We studied 12 women with NC-CAH, 6 of whom because of coexisting hypercholesterolemia received atorvastatin (20-40 mg daily). Circulating levels of lipids, glucose homeostasis markers, plasma levels of androgens, 17-hydroxyprogesterone, high-sensitivity C-reactive protein (hsCRP), uric acid, fibrinogen, homocysteine and 25-hydroxyvitamin D, as well as urinary albumin-to-creatinine ratio (UACR) were determined at the beginning of the study and 12 weeks later.
Beyond affecting plasma lipids, atorvastatin reduced circulating levels of testosterone, dehydroepiandrosterone sulphate, androstenedione and 17-hydroxyprogesterone, and decreased free androgen index. Moreover, atorvastatin caused a decrease in plasma levels/urinary loss of uric acid, hsCRP, homocysteine and UACR, and insignificantly increased circulating levels of 25-hydroxyvitamin D. The drug produced no effect on plasma fibrinogen. The effect of atorvastatin on hsCRP, uric acid, homocysteine, 25-hydroxyvitamin D and UACR correlated with the magnitude of reduction in 17-hydroxyprogesterone and androgens.
Our results suggest that statin therapy reduces cardiometabolic risk in women with NC-CAH.
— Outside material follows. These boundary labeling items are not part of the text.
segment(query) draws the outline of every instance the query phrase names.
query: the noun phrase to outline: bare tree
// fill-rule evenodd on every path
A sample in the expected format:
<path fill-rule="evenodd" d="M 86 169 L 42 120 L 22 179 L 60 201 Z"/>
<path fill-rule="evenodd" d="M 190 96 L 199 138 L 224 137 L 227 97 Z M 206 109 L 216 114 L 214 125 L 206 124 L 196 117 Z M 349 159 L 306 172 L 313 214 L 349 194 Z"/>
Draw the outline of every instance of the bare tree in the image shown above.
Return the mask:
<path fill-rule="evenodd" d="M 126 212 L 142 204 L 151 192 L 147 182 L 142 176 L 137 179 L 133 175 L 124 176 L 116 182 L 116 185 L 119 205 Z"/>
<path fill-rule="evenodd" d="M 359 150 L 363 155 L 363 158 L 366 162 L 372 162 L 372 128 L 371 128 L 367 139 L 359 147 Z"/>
非经典型先天性肾上腺皮质增生症(NC-CAH)患者常表现出雄激素过多的迹象,包括性早熟、加速线性生长速度、最终身高矮小、多毛症、痤疮、脱发、排卵障碍、月经功能障碍和不孕。尽管已经发现他汀类药物可以降低该疾病患者升高的雄激素水平,但之前没有研究调查过 3-羟基-3-甲基戊二酰基辅酶 A 还原酶抑制剂是否会影响 NC-CAH 患者的心血管代谢危险因素。
我们研究了 12 名 NC-CAH 女性,其中 6 名因合并高胆固醇血症接受阿托伐他汀(每日 20-40mg)治疗。在研究开始时和 12 周后,测定了血脂、葡萄糖稳态标志物、雄激素、17-羟孕酮、高敏 C 反应蛋白(hsCRP)、尿酸、纤维蛋白原、同型半胱氨酸和 25-羟维生素 D 的血浆水平,以及尿白蛋白与肌酐比值(UACR)。
除了影响血浆脂质外,阿托伐他汀还降低了循环中的睾酮、硫酸脱氢表雄酮、雄烯二酮和 17-羟孕酮水平,并降低了游离雄激素指数。此外,阿托伐他汀降低了血浆尿酸、hsCRP、同型半胱氨酸和 UACR 的水平/尿丢失,并使循环中的 25-羟维生素 D 水平轻微升高。该药物对血浆纤维蛋白原没有影响。阿托伐他汀对 hsCRP、尿酸、同型半胱氨酸、25-羟维生素 D 和 UACR 的作用与 17-羟孕酮和雄激素降低的幅度相关。
我们的研究结果表明,他汀类药物治疗可降低 NC-CAH 女性的心血管代谢风险。